On 10/08/17 15:27, Oleksandr Tyshchenko wrote:
On Tue, Aug 8, 2017 at 2:34 PM, Julien Grall <julien.gr...@arm.com> wrote:
On 26/07/17 16:09, Oleksandr Tyshchenko wrote:
@@ -355,6 +557,10 @@ static struct hw_register
*root_pgtable[IPMMU_CTX_MAX] = {

 static bool ipmmu_is_root(struct ipmmu_vmsa_device *mmu)
+       /* Xen: Fix */

Hmmm. Can we get a bit more details?

These is a case when ipmmu_is_root is called with "mmu" being NULL.

In ipmmu_vmsa_alloc_page_table() we need to find "root mmu", but we
doesn't have argument to pass.
So, I had two options:

1. Add code searching for it.
list_for_each_entry(mmu, &ipmmu_devices, list) {
   if (ipmmu_is_root(mmu))

2. Use existing ipmmu_find_root() with adding this check for a valid value.
So, if we call ipmmu_find_root() with argument being NULL we will
actually get searching the list.

I decided to use 2 option.

Can you please expand the comment then?

+       if (!mmu)
+               return false;
        if (mmu->features->has_cache_leaf_nodes)
                return mmu->is_leaf ? false : true;
@@ -405,14 +611,28 @@ static void ipmmu_ctx_write(struct ipmmu_vmsa_domain
*domain, unsigned int reg,
        ipmmu_write(domain->root, domain->context_id * IM_CTX_SIZE + reg,

-static void ipmmu_ctx_write2(struct ipmmu_vmsa_domain *domain, unsigned
int reg,
+/* Xen: Write the context for cache IPMMU only. */

Same here. Why does it need to be different with Xen?

Well, let me elaborate a bit more about this.

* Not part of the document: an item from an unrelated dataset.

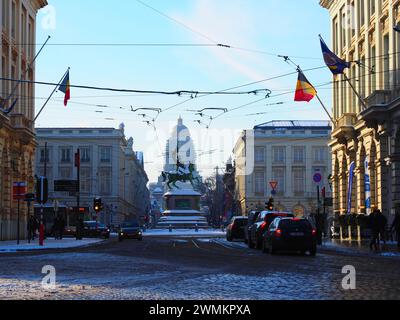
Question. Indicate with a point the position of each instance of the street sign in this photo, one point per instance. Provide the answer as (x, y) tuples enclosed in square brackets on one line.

I feel that I need to explain in a few words about IPMMU itself:
Generally speaking,
The IPMMU hardware (R-Car Gen3) has 8 context banks and consists of next parts:
- root IPMMU
- a number of cache IPMMUs

Each cache IPMMU is connected to root IPMMU and has uTLB ports the
master devices can be tied to.
Something, like this:

master device1 ---> cache IPMMU1 [8 ctx] ---> root IPMMU [8 ctx] -> memory
                           |                                          |
master device2 --                                          |
master device3 ---> cache IPMMU2 [8 ctx] --

Each context bank has registers.
Some registers exist for both root IPMMU and cache IPMMUs -> IMCTR
Some registers exist only for root IPMMU -> IMTTLBRx/IMTTUBRx, IMMAIR0, etc

So, original driver has two helpers:
1. ipmmu_ctx_write() - is intended to write a register in context bank
N* for root IPMMU only.
2. ipmmu_ctx_write2() - is intended to write a register in context
bank N for both root IPMMU and cache IPMMU.
*where N=0-7

AFAIU, original Linux driver provides each IOMMU domain with a
separate IPMMU context:
master device1 + master device2 are in IOMMU domain1 and use IPMMU context 0
master device3 is in IOMMU domain2 and uses IPMMU context 1

So, when attaching device to new IOMMU domain in Linux we have to
initialize context for root IPMMU and enable context (IMCTR register)
for both root and cache IPMMUs.

In Xen we need additional helper "ipmmu_ctx_write1" for writing a
register in context bank N for cache IPMMU only.
The reason is that we need a way to control cache IPMMU separately
since we have a little bit another model.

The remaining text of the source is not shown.